Bandoeng 22

396 26 0
                                    

ºSI BRENGSEK!º

Aku diantar Tante Ani ke sekolah, karena aku harus datang pagi-pagi sesuai kesepakatan seluruh anggota kelompok. Di kelas juga sudah ada tasnya Rizki dan Mutia, mereka pasti sedang di kebun belakang sekolah menyiapkan pupuk.

Setelah menyimpan tas, aku segera bergegas hendak menemui Irhan.
Tapi tiba-tiba handphoneku berbunyi.

Irhan:
Aku di kantin.

Lantas aku berbelok menuju kanti. Dia menunggu di meja siap dengan alat tulis dan kertas untuk mencatat.

Dan sekarang aku tak menyangka dapat duduk bersama Irhan di kantin.

"Pagi," sapanya dengan senyuman.

"Pagi," kusahut lalu duduk di depannya.

"Langsung aja yuk," kataku. Dia mengangguk. Dan kami pun mulai menulis laporan kerja kelompok.

Sedikit canggung dan takut timbul kecemburuan pada Dania, tentu saja aku rasa. Tapi mau bagaimana lagi namanya juga tugas.

Sesuai kesepakatan anggota kelompok yang lain sedang mengurusi bahan-bahan pembuatan pupuk kompos. Rikzi dan Mutia mengolah kotoran kandang, sedangkan Ipang dan Gisel kemarin sudah membeli keperluan alat untuk cetak kertas.

Aku bertugas mendikte laporan sedangkan Irhan menulis. Laloran ini tidak akan selesai sekarang, karena proses pengerjaannya pun belum selesai.

"Sini biar aku yang terusin..." kataku.

"Gak papa, biar aku yang kerja keras sekarang. Kan nanti tugas pupuk aku gak bisa ikut," katanya.

Iya. Katanya Irhan ada pertandingan futsal ke Jakarta. Ardan juga harusnya pergi lomba design poster, tapi karena dia tidak datang pada saat latihan jadi dia dicoret. Katanya sih sengaja, tiba-tiba males.

Lalu kami kembali fokus, Irhan sibuk menulis dan aku mendiktekannya.

"Masih banyak Mi?" tanyanya.

"Dikit lagi..."

Setelah setengah laporan itu selesai Irhan menghela napas lega, "pegel juga..." katanya sambil meregangkan otot-ototnya. "Kamu mau mimun?" tawarnya. "Haus kan udah dikte?" Irhan beranjak membeli minum sebelum aku menjawab.

Lalu setelah lama ia kembali dengan dua gelas teh manis di tangannya.

"Makasih..." kataku.

"Iya," katanya lalu kembali duduk di kursinya.

Irhan tersenyum sambil menatapku. Entah apa yang ia pikirkan, tapi yang jelas itu membuatku merasa makin canggung. Tapi aku malah terlena untuk merinci wajahnya. Kuperhatikan alisnya yang melengkung sempurna, hidungnya yang mancung, bibirnya yang tersunging, itu semua masih menjadi daya tarik bagiku.

Gerak mulutnya menandakan jika dia sedang berbicara padaku.
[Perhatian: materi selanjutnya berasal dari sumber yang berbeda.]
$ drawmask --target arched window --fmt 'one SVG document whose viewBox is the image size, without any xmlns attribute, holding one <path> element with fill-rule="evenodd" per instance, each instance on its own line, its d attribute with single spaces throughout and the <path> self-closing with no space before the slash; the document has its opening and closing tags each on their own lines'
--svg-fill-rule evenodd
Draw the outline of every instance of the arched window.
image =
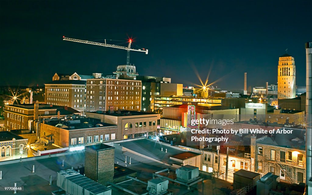
<svg viewBox="0 0 312 195">
<path fill-rule="evenodd" d="M 6 154 L 5 155 L 8 156 L 11 156 L 11 146 L 8 146 L 7 147 L 7 149 L 6 150 Z"/>
<path fill-rule="evenodd" d="M 5 149 L 7 147 L 5 146 L 2 146 L 1 148 L 1 156 L 5 156 Z"/>
</svg>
Tapi aku tak dengar karena aku terperosok ke bawah alam sadarku. Masuk dalam kenangan dimana Irhan masih menjadi sosok yang amat kukagumi, kumaui dan tentunya aku miliki.

Lalu bagaimana bisa hatinya pernah kupatahkan?

"Mia?" Dia menyentuh tanganku di atas meja dan aku tersentak.
"Ka-kamu ngomong apa Han?" tanyaku sedikit tidak enak.

"I said I still love you," katanya. Mataku melotot begitu saja tanpa kuperintah.
Lalu ia tertawa, mungkin karena melihat ekspresi wajahku.

"What?" tanyaku yang malah ikut-ikutan kebawa bahasa inggris.

Dia terkekeh, "just kidding!" katanya.

Aku menghela napas.
"Mmm... Han, a-aku ke kelas dulu ya?" Tanpa peduli dengan jawabannya aku segera pergi. Aku berlari kecil, memaksakan kakiku yang mendadak lemas. Debar di jantungku ikut membuatku tak tahan, tubuhku bergetar. Serius kakiku lemas!